The creation of water-tight security plans have traditionally been the preserve of experts who can call upon many years of experience.  There has been a gradual introduction of game theory into the mix however, but the very nature of this meant it was often limited to local issues rather than city-wide as data processing becomes a limiter.

The researchers believe they may have cracked the nut however, with their algorithm able to plan 20 times faster for a 100 node challenge and a whopping 500 times faster for a 200 node challenge.  Even that’s relatively small scale however, as a city the size of Tokyo would have more in the region of 200,000 nodes, which the algorithm can crack in five minutes, versus several days for the previous approaches.

Smarter security

The project initially has more constrained ambitions however, and was born out of a desire to better understand how security in enclosed spaces such as airports and railways can be improved.  The theory was that if we know the escape routes of a criminal, we can better control crime in an environment.

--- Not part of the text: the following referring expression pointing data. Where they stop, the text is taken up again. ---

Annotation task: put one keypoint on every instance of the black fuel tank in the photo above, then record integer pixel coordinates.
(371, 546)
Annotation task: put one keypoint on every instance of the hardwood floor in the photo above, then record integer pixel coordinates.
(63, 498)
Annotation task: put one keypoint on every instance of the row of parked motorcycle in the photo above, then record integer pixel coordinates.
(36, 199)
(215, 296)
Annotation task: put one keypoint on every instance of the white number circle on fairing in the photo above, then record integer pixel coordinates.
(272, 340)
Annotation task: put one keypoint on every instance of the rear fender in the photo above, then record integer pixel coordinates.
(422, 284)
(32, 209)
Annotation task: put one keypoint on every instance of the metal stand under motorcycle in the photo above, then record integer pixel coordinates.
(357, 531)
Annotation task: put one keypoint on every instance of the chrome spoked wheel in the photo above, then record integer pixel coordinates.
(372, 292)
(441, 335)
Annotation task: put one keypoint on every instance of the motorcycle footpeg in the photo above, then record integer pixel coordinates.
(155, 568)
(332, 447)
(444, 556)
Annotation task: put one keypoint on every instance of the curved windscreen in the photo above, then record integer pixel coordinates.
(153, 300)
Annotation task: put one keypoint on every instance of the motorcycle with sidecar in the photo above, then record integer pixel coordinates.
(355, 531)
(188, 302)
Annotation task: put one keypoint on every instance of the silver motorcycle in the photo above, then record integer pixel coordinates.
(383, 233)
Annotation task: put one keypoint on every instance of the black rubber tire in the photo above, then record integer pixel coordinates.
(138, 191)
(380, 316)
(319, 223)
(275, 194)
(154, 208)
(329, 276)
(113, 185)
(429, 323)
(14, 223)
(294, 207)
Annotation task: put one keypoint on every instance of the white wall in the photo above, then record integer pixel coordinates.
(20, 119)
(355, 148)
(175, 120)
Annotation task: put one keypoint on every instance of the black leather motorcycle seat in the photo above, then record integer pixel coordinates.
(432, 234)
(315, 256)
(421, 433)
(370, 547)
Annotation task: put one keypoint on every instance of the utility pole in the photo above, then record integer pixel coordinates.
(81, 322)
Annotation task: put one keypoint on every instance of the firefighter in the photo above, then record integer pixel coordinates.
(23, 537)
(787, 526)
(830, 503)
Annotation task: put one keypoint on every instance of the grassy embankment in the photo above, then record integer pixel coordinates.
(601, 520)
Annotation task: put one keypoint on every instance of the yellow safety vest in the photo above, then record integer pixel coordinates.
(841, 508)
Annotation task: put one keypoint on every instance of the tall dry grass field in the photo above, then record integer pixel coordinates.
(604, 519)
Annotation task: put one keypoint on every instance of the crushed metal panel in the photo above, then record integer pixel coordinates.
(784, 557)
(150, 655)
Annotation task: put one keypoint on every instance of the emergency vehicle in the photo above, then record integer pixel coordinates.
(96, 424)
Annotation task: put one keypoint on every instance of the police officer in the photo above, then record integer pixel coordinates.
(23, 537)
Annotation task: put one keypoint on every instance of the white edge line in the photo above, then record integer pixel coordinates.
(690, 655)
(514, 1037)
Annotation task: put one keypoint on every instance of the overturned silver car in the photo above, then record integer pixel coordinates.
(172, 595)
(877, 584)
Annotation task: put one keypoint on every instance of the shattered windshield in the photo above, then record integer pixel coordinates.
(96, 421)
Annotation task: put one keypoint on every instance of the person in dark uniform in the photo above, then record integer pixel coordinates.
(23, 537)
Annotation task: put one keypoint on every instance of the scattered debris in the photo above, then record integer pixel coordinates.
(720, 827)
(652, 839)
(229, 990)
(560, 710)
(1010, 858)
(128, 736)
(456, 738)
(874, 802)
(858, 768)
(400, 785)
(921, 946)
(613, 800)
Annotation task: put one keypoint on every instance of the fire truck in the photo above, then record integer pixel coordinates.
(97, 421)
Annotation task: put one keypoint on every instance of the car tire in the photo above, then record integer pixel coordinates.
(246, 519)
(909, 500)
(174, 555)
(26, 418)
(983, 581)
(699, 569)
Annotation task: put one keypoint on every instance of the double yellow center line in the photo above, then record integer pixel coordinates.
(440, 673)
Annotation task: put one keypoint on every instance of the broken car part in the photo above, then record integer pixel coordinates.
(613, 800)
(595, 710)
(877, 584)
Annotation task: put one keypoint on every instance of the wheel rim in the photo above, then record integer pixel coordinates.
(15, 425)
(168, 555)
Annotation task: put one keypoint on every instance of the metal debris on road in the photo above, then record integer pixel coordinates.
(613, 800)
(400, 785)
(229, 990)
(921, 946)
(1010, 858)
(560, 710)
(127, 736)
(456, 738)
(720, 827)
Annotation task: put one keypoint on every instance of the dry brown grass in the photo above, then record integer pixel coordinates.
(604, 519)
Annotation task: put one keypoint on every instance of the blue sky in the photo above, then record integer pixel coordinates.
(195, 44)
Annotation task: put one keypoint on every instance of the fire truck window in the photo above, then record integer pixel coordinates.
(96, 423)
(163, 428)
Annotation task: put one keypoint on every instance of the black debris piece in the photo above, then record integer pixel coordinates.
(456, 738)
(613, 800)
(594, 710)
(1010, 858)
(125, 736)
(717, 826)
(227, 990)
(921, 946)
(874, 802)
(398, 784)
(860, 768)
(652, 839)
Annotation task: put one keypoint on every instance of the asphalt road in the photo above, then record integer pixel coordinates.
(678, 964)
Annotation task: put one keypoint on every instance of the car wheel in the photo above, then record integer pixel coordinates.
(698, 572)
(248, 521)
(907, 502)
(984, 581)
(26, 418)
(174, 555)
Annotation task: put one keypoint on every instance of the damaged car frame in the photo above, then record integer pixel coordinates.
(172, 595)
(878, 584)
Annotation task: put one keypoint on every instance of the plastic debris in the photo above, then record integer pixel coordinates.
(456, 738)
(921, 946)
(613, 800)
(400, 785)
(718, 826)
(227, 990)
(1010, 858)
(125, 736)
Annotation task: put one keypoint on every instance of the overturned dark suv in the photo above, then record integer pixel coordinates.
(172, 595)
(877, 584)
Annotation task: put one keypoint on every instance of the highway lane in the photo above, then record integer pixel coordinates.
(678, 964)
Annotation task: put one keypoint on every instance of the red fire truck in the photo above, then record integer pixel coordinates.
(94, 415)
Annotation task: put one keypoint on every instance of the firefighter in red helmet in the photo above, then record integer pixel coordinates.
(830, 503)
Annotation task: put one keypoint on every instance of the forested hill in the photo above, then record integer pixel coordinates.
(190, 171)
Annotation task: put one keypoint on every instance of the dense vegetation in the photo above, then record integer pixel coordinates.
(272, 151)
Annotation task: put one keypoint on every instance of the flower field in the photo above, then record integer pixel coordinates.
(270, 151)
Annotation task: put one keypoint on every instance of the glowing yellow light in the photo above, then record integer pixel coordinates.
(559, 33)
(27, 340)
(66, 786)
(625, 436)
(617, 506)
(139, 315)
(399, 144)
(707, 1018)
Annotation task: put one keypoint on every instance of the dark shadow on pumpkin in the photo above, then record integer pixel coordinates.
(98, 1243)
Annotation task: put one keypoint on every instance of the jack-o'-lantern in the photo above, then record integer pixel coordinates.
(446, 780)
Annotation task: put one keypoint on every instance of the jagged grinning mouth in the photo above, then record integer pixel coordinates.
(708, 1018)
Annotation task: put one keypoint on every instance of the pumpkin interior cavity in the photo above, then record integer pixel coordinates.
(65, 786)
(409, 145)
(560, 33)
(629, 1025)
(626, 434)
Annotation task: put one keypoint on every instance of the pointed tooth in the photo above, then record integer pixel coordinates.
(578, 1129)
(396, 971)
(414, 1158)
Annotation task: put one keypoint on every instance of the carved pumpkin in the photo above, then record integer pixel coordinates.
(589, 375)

Suffice to say, doing this in such complex environments can require huge resources, so the team turned to AI to better optimize the resources they did have.

It forms part of an interesting trend in using AI to improve security.  For instance, I wrote earlier this year about a new Norwegian based project that is using facial recognition technology in airports.  The idea is that rather than going through exhaustive security checks, the technology scans the faces of people inside the airport and automatically runs a security check on them.

Or you have the British start-up that’s using machine learning to do a similar thing inside stores.  They’re tapping into the CCTV footage captured by a retailer and using machine learning to identify criminal behaviors before the individual has left the store.

It’s part of a growing movement to make crime fighting smarter and helping law enforcement agencies make sense of the mountains of data at their disposal.  As systems get more intelligent, it seems to be a trend that will only intensify.

Fujitsu plan to roll out their product commercially sometime in 2017, and it will be fascinating to see how this, and other products fare.